Nova Política de Tarifas
A administração do presidente Donald Trump anunciou a imposição de tarifas que podem chegar a 100% sobre determinados medicamentos importados. O objetivo principal desta nova política é forçar as empresas farmacêuticas a transferirem suas operações de fabricação para os Estados Unidos. O comunicado oficial da Casa Branca detalha que a medida afetará medicamentos patenteados que são produzidos em países sem acordos tarifários específicos com os EUA, e cujas empresas não possuam contratos de “preço de nação mais favorecida” (MFN).
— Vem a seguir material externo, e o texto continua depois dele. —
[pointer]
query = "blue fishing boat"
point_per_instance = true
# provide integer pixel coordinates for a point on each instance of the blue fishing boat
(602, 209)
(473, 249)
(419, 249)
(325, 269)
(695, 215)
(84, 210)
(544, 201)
Prazos e Alíquotas Definidos
As novas cobranças entrarão em vigor em um prazo de 120 dias para as grandes farmacêuticas e de 180 dias para as empresas de menor porte. Um aspecto crucial da nova regulamentação é que os medicamentos produzidos por empresas que se comprometerem a realizar alguma etapa de fabricação nos EUA terão suas importações taxadas em 20%. Caso essas empresas venham a aderir ao acordo MFN, a alíquota de importação será completamente eliminada. Essa isenção tarifária permanecerá válida até 20 de janeiro de 2029.
Contexto e Ameaças Anteriores
Esta não é a primeira vez que o governo Trump utiliza a ameaça de tarifas como ferramenta de negociação com o setor farmacêutico. No ano passado, o presidente já havia sinalizado a possibilidade de impor cobranças sobre farmacêuticas estrangeiras, indicando uma estratégia consistente de sua administração para reindustrializar o setor produtivo nos EUA e garantir maior controle sobre a cadeia de suprimentos de medicamentos essenciais.
Implicações e Relações Comerciais
A decisão de Trump de impor tarifas elevadas sobre medicamentos importados pode ter repercussões significativas nas relações comerciais dos Estados Unidos com outros países, especialmente aqueles que são grandes produtores farmacêuticos. A medida também se insere em um contexto de maior pressão americana sobre práticas comerciais de outras nações, como evidenciado por investigações anteriores sobre o Brasil e outras ações relacionadas à venda de cidadania.